Campus eats catering to vegetarians

Heidi Grieser and Heidi Grieser

Matthew James is a chef at the Bowling Greenery and plans the menu for “The Vegan Spot” in The Falcon’s Nest food court every day. This little hot box holds a vegetarian and vegan entree daily.

James and his staff run a test kitchen in the summer and are constantly looking for new recipes and depend on feedback from students to “consistently bring healthier options for vegetarians and vegans that are appealing.”

The dining services staff ensures there are animal-free alternatives at every meal in every dining center. The staff creates items based on availability of ingredients and is careful there is no contact with animal products in the preparation.

Vegetarians avoid meat and often fish while a vegan in addition to meat, avoids all animal products such as dairy and eggs. Some vegans won’t eat honey, refined sugar, or use leather products.

Daria Blahowski-Dreyer, a nutrition initiatives manager, says that most vegetarians and vegans on campus seem to be women trying to eat organic and healthy foods. More people want healthy eating options, but Blahowski-Dreyer doesn’t hear from hardly anyone who is vegan for social cause.

“If you’re a struggling vegetarian or vegan on campus we want to know,” she said. “We’re customer centric. Especially if that’s your way of life, it’s kind of heart breaking if you can’t find anything to eat.”

James and Blahowski-Dreyer both stressed that vegetarian and vegan options are a work in progress and are dependent on comment cards, recipes and feedback. You can contact dining services by e-mail or by visiting a manager at any of the dining centers.

James said all last year that two vegan women came in every week and commented on the options, and their opinions helped influence this year’s menus.

There used to be a group called BG Vegetarians, that Blahowski-Dreyer could count on to give reports of the vegetarian options on random days. She believes the group has disbanded and wishes for something in its place.

“I basically ended up buying sushi and bottled water with my meal plan because most of the time there was a vegan option, it looked disgusting,” said Ian Adcock, a vegetarian who lived in Kreischer last year.

“Often they would serve things that didn’t have meat but had all these weird processed ingredients,” Adcock continued.

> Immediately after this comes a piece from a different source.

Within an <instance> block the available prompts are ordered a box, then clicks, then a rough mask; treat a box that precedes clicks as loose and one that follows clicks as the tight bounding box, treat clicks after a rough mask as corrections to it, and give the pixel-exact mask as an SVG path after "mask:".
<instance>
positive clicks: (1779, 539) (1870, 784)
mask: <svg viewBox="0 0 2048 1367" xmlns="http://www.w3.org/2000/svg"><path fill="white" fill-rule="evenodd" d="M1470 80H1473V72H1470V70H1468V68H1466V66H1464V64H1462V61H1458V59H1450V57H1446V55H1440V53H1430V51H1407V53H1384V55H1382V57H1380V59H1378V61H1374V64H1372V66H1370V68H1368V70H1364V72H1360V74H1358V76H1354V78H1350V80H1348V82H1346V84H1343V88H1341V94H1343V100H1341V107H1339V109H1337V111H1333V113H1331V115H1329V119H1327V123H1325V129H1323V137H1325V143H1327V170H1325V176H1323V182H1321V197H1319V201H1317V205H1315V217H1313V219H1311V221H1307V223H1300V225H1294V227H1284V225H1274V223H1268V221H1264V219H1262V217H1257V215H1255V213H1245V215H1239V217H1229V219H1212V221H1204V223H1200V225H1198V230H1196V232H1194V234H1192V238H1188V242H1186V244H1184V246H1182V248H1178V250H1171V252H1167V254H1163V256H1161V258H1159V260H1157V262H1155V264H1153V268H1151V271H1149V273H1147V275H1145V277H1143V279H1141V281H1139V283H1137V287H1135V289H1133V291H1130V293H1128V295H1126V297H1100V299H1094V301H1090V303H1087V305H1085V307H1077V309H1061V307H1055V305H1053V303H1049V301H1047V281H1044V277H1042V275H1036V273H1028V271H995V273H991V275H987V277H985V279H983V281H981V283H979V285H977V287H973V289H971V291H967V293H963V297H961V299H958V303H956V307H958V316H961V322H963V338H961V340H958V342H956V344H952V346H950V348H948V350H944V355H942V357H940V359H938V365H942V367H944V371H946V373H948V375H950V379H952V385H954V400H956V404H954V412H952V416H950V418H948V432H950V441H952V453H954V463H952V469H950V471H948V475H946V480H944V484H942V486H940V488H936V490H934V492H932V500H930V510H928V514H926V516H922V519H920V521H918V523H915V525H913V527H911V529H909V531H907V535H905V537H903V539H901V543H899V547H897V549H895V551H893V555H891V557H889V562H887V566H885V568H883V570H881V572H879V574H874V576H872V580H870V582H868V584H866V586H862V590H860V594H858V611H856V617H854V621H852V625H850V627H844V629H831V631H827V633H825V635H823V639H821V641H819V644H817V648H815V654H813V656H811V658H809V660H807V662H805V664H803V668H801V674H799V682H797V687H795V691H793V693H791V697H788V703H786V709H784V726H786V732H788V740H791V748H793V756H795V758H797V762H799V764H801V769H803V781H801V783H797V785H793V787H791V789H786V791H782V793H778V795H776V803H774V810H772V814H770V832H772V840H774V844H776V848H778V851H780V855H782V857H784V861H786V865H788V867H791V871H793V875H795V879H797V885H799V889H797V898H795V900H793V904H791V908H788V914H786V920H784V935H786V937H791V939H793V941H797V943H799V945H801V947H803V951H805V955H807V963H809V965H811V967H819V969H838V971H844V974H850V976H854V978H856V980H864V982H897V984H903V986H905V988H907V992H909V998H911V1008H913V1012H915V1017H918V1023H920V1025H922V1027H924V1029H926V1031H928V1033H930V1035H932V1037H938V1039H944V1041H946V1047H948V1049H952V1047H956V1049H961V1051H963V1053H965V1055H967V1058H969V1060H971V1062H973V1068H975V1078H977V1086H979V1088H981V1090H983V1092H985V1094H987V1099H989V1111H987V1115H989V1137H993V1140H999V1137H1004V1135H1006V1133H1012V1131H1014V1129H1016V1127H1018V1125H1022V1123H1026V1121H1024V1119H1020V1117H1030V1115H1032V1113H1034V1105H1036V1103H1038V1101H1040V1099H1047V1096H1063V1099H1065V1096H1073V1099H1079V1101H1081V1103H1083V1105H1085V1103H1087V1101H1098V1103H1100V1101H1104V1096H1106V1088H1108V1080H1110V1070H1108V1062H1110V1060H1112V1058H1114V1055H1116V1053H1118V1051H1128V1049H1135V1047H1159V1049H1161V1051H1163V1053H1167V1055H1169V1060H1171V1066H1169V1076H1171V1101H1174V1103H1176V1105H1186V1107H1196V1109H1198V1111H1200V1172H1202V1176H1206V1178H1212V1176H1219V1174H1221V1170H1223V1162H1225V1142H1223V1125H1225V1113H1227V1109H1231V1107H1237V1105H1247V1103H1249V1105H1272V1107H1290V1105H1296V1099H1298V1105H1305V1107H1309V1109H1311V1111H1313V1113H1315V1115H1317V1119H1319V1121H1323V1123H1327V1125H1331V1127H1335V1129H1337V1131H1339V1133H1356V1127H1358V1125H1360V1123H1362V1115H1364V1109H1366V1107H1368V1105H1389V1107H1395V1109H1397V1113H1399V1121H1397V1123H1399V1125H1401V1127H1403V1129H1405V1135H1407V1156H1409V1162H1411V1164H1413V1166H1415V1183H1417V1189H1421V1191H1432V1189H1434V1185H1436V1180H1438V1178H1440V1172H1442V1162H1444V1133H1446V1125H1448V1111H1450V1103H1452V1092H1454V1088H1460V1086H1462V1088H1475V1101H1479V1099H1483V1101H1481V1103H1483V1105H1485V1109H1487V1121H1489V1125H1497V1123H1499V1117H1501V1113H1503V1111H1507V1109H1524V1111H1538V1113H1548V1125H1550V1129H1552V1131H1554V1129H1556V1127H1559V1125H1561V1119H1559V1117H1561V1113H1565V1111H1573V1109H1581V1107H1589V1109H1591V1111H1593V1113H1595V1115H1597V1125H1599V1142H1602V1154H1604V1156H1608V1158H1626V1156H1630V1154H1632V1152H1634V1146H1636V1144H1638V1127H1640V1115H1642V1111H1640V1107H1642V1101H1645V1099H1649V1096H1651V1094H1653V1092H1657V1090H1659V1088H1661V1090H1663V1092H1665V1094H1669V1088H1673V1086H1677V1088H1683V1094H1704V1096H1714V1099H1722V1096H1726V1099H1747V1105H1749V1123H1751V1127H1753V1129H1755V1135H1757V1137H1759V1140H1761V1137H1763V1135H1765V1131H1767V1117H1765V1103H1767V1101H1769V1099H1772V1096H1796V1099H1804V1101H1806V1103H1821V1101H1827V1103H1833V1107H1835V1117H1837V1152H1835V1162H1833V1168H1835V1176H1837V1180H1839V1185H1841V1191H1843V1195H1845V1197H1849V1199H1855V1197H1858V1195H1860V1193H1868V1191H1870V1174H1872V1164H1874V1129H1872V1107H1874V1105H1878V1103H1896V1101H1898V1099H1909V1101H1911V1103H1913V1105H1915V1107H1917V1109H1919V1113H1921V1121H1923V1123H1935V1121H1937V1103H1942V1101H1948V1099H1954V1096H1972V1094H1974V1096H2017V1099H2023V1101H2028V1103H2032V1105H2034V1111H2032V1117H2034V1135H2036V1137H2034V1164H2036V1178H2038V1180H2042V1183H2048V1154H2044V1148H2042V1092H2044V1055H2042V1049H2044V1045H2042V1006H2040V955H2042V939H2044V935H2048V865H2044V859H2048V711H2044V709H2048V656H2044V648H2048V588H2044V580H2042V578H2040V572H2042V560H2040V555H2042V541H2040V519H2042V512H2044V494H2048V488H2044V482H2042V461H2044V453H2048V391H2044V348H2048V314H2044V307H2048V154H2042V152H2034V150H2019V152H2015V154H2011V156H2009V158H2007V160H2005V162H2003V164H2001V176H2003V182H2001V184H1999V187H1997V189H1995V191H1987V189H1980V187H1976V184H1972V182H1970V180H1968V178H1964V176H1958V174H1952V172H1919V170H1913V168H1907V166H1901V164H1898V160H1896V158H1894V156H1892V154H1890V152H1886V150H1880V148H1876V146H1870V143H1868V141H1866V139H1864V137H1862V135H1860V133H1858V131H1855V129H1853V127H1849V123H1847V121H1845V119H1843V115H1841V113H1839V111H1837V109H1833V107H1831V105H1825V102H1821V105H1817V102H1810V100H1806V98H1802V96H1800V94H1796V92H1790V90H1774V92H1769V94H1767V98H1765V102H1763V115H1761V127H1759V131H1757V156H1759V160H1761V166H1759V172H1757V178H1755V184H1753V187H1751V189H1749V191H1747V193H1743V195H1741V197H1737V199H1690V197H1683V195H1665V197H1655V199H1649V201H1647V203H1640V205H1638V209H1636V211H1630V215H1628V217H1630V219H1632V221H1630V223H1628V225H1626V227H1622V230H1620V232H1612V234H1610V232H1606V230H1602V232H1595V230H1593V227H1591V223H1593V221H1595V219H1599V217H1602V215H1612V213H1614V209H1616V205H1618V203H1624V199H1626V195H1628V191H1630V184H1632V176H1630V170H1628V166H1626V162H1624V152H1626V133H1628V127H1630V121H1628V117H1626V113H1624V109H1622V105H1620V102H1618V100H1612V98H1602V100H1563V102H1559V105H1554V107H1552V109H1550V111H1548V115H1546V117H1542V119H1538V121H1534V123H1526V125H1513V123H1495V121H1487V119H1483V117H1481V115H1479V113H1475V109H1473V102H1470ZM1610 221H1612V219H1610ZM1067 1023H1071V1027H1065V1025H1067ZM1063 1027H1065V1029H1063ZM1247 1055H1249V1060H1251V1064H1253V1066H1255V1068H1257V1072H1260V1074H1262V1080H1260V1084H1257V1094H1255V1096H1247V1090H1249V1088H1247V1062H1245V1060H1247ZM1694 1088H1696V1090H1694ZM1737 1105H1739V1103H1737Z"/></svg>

Adcock says he’s been a vegetarian for five years because he’s against putting gross foods in his body. He also pointed out it’s a lot more expensive to buy a healthy salad or the vegetarian option for the meal then to fill up on cheese pizza.

“There are always options for me at the Union, where I eat most often. But I have resigned myself to eating junk food because I can’t afford to buy something substantial and healthy,” said Dylan Thompson, a vegetarian student.